PCI Expresses Concerns on States’ Credit Scoring Study

May 5, 2004

The Property Casualty Insurers Association of America has issued a bulletin expressing serious legal and public policy concerns about a multi-state study being conducted by insurance regulators on the “impact of credit-based insurance scoring on certain groups of consumers.”

The PCI noted that a data call, the first step in the process of conducting the study, was sent to major personal lines insurers by several insurance departments this week.

“From the limited information regulators have shared with us, this study appears to be a conclusion in search of the facts,” stated Robert Zeman, PCI senior vice president, insurance and regulatory affairs. “A few individuals who are adamantly opposed to the use of insurance scores are trying to create reasons why this important and valid underwriting and rating tool should be banned. Unfortunately, if the study follows the methodology used in previous research projects it will fail to recognize the most important factor considered by every insurance company when writing a policy – risk of loss.”

It has been reported that states including Alabama, Indiana, Kansas, Louisiana, Maryland, Michigan, Missouri, Montana, Nevada, Oregon, Washington, and West Virginia, have issued data calls. However, the data call notice sent to insurers by the Indiana Department of Insurance indicates that 15 states are participating in the study. The PCI noted that the “Missouri Insurance Department is coordinating the study, and said it is “concerned that the project will mirror a flawed study conducted by Missouri regulators earlier this year.”

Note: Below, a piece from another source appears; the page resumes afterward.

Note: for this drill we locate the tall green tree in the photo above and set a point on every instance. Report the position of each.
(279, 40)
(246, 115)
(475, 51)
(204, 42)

“The missing link in the Missouri study – and presumably in the study to be conducted by other states – is that the methodology failed to take into account policyholders’ loss experience. Insurers do not collect information on race, ethnicity, or income. They only compile data on risk factors and apply each factor equally to every consumer,” Zeman stressed.

PCI pointed out that individual consumers in any given geographic area will have a wide range of credit-based insurance scores. The use of credit histories allows companies to charge lower premiums to consumers within a rating territory who manage their assets responsibly. Insurance scores distribute the cost of coverage more equitably within a community where losses are incurred. Insurance scores do not move insurance costs between low-income and wealthier communities or neighborhoods.

“These states have undertaken this study despite the fact that the National Association of Insurance Commissioners Credit Scoring Working Group has consistently rejected this approach. More importantly, these studies fly in the face of laws enacted by dozens of states over the past three years that allow insurers to use credit histories with reasonable regulatory protections,” Zeman noted.

He encouraged state insurance departments and the NAIC to become involved in the study on the impact of credit scores on consumers that will be conducted by the Federal Trade Commission over the next 18 months. The FTC study is required by the Fair and Accurate Credit Transactions Act, the law passed by Congress earlier this year that reauthorizes the federal Fair Credit Reporting Act. The FCRA has allowed insurers to use credit history to underwrite and rate automobile and homeowners policies since 1970.

“The FTC study will be the most comprehensive of its kind,” Zeman stated. “It will explore the impact – both positive and negative – of credit reports on consumers, not just in insurance pricing, but financial services, housing and employment. We have serious legal and public policy concerns when states conduct politically motivated studies based on poorly designed research parameters.”